Bozzo le réparateur

15 janvier 2007

Alors que je vis dans le fantasme de ma vie future dans mon immmmmmmense maison (tout ce qui est plus grand qu’un 5 1/2 est immense) mais quand même un peu sur les nerfs en pensant à ma future vie avec 2 enfants, il arrive un événement qui franchement scrappe ma fin de semaine: un électroménager qui brise. Non, pitié!

Naturellement, de la nature de l’appareil va dépendre le degré de tragédie. Le réfrigérateur est le niveau 1 de la tragédie. Vécu en 2004 à quelques jours de la naissance de Fiston. Le niveau 2 de la tragédie est la cuisinière. Vécue à l’été 2005. Sans cuisinière, faire manger sa tribu devient un vrai casse-tête. Surtout que dans mon village, la seule restauration disponible est la poutine et le club sandwich. La laveuse est le niveau 3 de la tragédie. Vécue en 2004, encore pendant que j’attendais Fiston. Sans laveuse, point d’échappatoire, c’est à la buanderie qu’il faut aller. Vous avez déjà essayé de faire votre lessive dans le bain à une époque de grande pauvreté et franchement, plus jamais. Le niveau 4 de la tragédie est la sécheuse. Aujourd’hui, j’en suis là. Il fallait s’y attendre, c’était son tour. Si je vivais déjà dans ma maison ce n’est pas la place qui manquerait pour faire sécher mes effets. Mais dans un 5 1/2 qui déborde de jouets, où vivent et travaillent 2 adultes + 1 enfant, 2 brassées mouillées et une immense pile de vêtements sales, c’est encombrant.

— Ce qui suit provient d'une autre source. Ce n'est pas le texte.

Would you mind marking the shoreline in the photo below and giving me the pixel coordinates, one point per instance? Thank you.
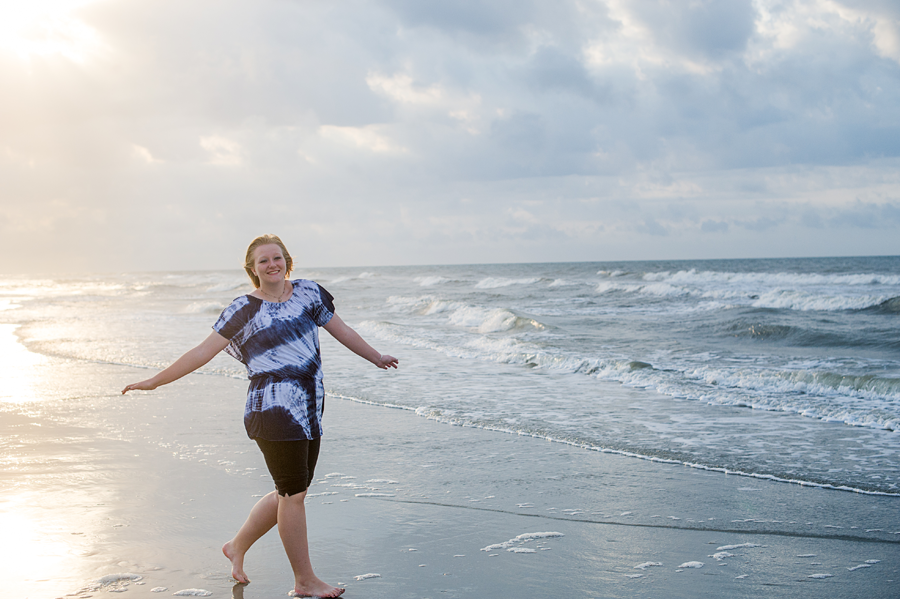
(152, 484)
(624, 453)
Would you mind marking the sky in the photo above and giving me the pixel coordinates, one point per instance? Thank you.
(162, 135)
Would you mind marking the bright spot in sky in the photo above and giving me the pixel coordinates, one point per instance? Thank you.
(30, 28)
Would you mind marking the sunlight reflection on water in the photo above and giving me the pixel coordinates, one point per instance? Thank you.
(16, 368)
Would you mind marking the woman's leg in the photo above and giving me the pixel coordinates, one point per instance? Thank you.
(292, 528)
(262, 518)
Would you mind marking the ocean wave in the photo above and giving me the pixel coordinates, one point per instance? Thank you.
(209, 307)
(497, 282)
(438, 415)
(889, 306)
(780, 279)
(785, 299)
(801, 301)
(867, 401)
(229, 285)
(480, 319)
(345, 278)
(430, 281)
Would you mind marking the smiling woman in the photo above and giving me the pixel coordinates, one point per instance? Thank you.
(47, 28)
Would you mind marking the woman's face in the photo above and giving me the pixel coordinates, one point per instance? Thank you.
(269, 264)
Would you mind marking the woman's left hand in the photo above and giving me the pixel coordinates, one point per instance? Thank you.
(387, 361)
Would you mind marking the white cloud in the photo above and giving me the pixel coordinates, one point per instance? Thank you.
(450, 132)
(222, 151)
(373, 138)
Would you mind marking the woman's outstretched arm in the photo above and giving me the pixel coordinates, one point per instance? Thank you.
(352, 341)
(189, 362)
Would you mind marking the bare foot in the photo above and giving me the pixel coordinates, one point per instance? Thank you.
(316, 588)
(237, 563)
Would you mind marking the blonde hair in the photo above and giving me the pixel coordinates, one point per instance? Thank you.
(266, 240)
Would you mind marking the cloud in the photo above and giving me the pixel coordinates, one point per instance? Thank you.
(574, 130)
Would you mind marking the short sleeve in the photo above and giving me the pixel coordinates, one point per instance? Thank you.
(324, 310)
(233, 318)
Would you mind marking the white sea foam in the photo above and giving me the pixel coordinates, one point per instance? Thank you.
(430, 281)
(741, 546)
(522, 538)
(773, 279)
(497, 282)
(207, 307)
(721, 555)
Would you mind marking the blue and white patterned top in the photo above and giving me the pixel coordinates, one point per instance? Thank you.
(279, 345)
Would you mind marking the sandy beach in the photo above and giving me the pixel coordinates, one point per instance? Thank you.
(136, 494)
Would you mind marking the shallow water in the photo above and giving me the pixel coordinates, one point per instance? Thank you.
(778, 368)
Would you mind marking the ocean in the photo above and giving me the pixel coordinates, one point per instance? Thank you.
(785, 369)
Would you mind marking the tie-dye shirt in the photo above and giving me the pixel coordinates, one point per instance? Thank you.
(279, 345)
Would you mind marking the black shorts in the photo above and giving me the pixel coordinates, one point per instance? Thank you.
(291, 463)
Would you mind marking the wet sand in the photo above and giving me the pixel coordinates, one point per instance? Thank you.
(152, 484)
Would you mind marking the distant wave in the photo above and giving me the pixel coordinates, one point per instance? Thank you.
(859, 401)
(480, 319)
(497, 282)
(210, 307)
(780, 279)
(344, 279)
(430, 281)
(890, 306)
(787, 299)
(439, 416)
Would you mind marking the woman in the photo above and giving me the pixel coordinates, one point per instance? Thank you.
(273, 331)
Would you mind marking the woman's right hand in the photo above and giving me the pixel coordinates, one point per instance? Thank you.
(142, 386)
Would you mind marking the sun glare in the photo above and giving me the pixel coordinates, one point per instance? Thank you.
(44, 28)
(16, 364)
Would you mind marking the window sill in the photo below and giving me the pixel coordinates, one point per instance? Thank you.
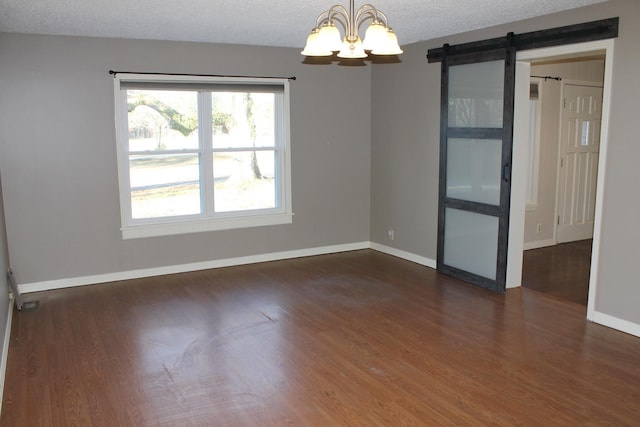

C’est dimanche, jamais je ne vais trouver de réparateur. Quoique, je ne suis même pas certaine d’en trouver un lundi because l’histoire de ma cuisinière.

Histoire de la cuisinière
Été 2005, la cuisinière ne fonctionne plus. Les ronds vont bien, mais le tableau numérique du four affiche n’importe quoi et le four reste froid. Pages jaunes. Vous téléphonez à des réparateurs des villages environnants. Personne ne répond, vous laissez des messages. Vous téléphonez à des réparateurs en ville. Ils se déplacent, mais facturent un supplément. Vous rappelez les réparateurs des alentours. Quelques jours plus tard, un seul retourne votre appel. Il ne viendra pas voir votre cuisinière, mais vous suggère d’appuyer pendant 10 secondes sur Cancel, de débrancher le four 5 minutes puis de le rebrancher. N’importe quoi. Mais vous le faites quand même… sans résultat. Vous le rappelez. Il vous sugguère une autre procédure vaudou (un sacrifice avec ça Monsieur?) Vous insistez. Il finit par accepter de venir voir votre cuisinière seulement parce qu’il vient dans le coin le lendemain (en gros, il vous fait une faveur!!!).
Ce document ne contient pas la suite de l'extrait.